Une fillette juive qui a reçu beaucoup de cadeaux pour sa Bat-mitswa, va à l’hôpital les distribuer aux enfants malades, y compris aux enfants arabes, tout naturellement.
– le 13-8-2013 – le Ministère de la santé envisage d’ouvrir des lieux de prières pour les Musulmans dans les grands hôpitaux.
Assurément, il y a assez souvent des violences dans les Territoires, où l’ambiance est tendue, mais il ne faut pas généraliser, ni parler d’apartheid en Israël. Il y a des inégalités dans certains cas, hélas, oui ; mais dans quels pays n’y en a-t-il pas ?

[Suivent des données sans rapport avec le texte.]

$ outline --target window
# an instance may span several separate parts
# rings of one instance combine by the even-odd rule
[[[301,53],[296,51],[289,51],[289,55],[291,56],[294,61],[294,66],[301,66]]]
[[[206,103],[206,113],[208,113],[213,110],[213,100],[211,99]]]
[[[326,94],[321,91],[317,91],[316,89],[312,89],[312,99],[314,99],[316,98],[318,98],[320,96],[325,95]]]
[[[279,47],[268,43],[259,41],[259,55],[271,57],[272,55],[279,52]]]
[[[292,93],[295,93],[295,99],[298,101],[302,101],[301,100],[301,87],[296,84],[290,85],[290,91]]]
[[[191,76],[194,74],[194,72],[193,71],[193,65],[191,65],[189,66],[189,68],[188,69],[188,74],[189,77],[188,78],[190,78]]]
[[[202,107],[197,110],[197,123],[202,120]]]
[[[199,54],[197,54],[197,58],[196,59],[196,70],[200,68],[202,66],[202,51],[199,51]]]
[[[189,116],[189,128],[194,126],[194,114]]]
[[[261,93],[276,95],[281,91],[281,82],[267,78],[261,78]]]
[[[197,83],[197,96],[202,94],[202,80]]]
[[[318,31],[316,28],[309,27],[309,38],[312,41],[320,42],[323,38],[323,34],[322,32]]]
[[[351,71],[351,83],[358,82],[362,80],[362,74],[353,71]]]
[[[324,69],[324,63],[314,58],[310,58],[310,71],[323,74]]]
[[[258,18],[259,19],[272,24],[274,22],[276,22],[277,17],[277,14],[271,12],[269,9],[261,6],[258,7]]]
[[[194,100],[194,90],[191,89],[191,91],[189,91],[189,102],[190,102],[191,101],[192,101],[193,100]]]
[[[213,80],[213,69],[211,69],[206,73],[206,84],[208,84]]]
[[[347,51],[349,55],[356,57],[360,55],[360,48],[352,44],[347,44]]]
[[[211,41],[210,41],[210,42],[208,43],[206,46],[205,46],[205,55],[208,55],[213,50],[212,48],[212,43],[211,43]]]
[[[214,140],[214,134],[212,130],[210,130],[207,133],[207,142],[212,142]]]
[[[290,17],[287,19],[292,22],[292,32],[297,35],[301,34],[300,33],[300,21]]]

Note d’Etzbetzion : effectivement, ce qui est raconté plus haut nous le constatons quotidiennement à Jérusalem où nous vivons. Les Arabes et les Juifs travaillent ensemble et de plus en plus on rencontre des Arabes à des postes importants car ils ont pu faire des études comme les Juifs à l’université. Nous faisons aussi nos achats dans les mêmes centres commerciaux quelquefois très luxueux à Jérusalem. Quant aux violences en Judée et Samarie, on ne peut que les regretter, mais ayant vécu en Samarie dans la vallée du Jourdain et ayant eu quatre fils qui ont fait leur service militaire dans ces régions difficiles, nous pouvons témoigner de l’extrême prudence de l’armée vis-à-vis des Arabes qui y vivent et du respect absolu de la vie humaine. Nos soldats sont astreints à des règles très strictes en cas de conflits, comme par exemple les sommations, puis le tir en l’air avant de tirer lors d’une absolue nécessité dans les les jambes des terroristes d’abord, et en tout dernier recours de les tuer s’il n’y a pas moyen de faire autrement, en cas de danger de mort pour des civils ou des soldats présents sur le terrain. La désinformation dans ce domaine est extrêmement importante et il ne faut pas négliger le fait qu’il s’agit en l’occurrence d’une guerre médiatique bien menée depuis des années par le monde arabe.